To determine the amount of butane present as a liquid at a certain temperature, we can use the formula:

n = mass / molar mass

Where:
n is the number of moles of butane
mass is the mass of butane
molar mass is the molar mass of butane

First, let's solve for the number of moles of butane present as a liquid at -22°C.

Step 1: Convert the mass of butane to grams:
0.65 g

Step 2: Calculate the number of moles using the molar mass of butane:
The molar mass of butane (C4H10) = (12.01 g/mol x 4) + (1.01 g/mol x 10) = 58.12 g/mol

n = 0.65 g / 58.12 g/mol
n ≈ 0.0112 moles

Therefore, at -22°C, approximately 0.0112 moles of butane are present as a liquid.

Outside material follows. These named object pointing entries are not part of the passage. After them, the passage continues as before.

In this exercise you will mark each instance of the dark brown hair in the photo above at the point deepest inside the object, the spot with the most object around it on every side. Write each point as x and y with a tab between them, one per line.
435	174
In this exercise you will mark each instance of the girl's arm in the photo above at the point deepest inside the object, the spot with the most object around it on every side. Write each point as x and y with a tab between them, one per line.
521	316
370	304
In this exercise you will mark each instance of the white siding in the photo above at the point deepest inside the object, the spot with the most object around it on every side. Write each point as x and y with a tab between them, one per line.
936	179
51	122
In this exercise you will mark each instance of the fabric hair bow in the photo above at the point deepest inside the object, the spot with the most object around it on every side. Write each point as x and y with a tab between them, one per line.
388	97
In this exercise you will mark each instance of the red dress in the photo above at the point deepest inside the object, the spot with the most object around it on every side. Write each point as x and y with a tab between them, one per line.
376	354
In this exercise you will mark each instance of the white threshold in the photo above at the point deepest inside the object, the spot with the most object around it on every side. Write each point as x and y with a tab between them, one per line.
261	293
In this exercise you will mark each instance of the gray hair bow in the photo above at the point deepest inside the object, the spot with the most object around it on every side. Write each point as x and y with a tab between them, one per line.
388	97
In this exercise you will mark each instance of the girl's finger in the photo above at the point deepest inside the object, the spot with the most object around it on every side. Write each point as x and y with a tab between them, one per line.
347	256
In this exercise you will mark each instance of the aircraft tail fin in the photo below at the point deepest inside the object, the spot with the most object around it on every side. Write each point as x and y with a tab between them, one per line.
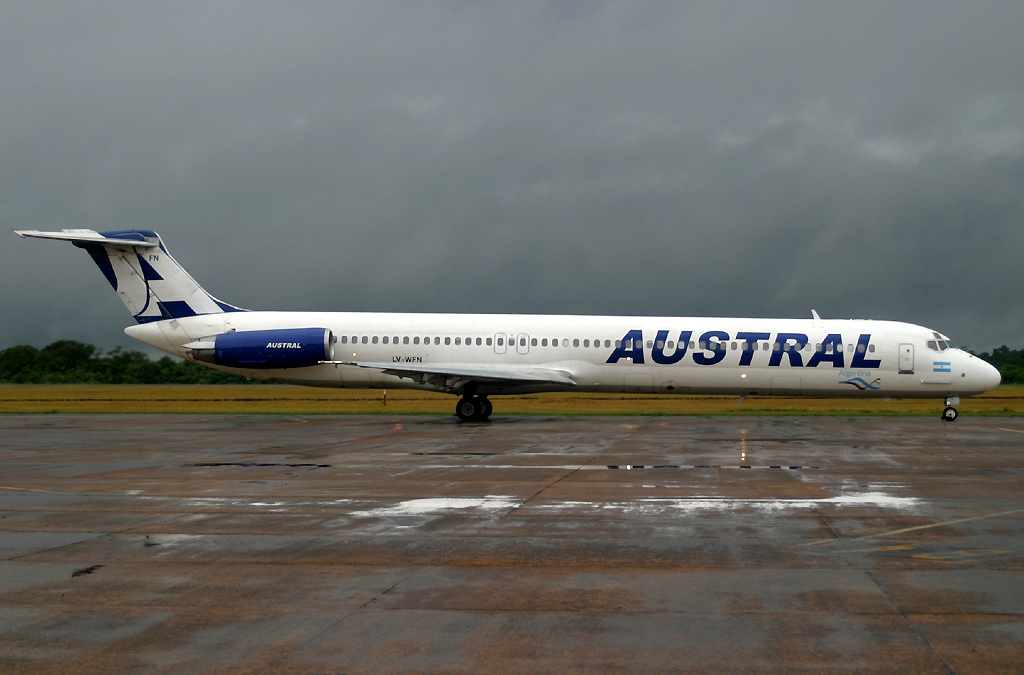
150	282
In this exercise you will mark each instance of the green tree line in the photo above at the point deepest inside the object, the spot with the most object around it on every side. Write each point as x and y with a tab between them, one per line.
1010	362
67	362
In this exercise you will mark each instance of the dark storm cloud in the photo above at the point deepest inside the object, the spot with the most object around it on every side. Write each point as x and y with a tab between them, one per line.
626	158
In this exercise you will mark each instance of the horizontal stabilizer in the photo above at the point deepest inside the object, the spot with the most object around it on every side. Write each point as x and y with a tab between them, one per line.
87	237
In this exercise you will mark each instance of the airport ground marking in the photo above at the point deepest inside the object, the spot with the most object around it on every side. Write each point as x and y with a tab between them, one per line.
905	530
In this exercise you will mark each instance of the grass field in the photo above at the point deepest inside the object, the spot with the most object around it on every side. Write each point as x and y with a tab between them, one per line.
270	399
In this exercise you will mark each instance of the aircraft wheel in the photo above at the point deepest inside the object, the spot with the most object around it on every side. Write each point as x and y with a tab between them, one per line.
466	410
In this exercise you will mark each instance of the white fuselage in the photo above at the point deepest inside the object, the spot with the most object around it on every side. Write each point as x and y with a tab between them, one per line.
743	356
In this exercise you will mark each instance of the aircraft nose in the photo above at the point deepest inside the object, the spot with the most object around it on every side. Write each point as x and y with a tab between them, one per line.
992	377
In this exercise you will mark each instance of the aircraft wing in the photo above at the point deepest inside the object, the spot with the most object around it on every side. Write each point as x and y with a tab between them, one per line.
454	376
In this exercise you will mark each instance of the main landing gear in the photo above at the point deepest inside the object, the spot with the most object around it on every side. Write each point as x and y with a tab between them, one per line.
473	409
950	414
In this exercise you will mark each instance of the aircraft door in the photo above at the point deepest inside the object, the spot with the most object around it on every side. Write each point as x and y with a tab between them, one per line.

Now, let's determine the amount of liquid butane at 25°C.

The normal boiling point of butane is -0.4°C, and its heat of vaporization is 22.44 kJ/mole.

Step 1: Calculate the heat required to convert all the liquid butane to gas:
ΔH = n x heat of vaporization

ΔH = 0.0112 moles x 22.44 kJ/mole (Note: Convert kJ to J for consistent units)
ΔH = 251.328 J

Step 2: Convert the heat required to grams using the specific heat capacity of butane:
If we assume that butane has a specific heat capacity of 2.5 J/g°C (a reasonable estimate for organic compounds), we can use the formula:

q = m x c x ΔT

where:
q is the heat in joules
m is the mass in grams
c is the specific heat capacity in J/g°C
ΔT is the change in temperature

Since we want to find the mass, we rearrange the formula: m = q / (c x ΔT)

m = 251.328 J / (2.5 J/g°C x (25°C - (-22°C)))
m = 251.328 J / 2.5 J/g°C x 47°C
m ≈ 2.66 g

Therefore, at 25°C, approximately 2.66 grams of butane are present as a liquid.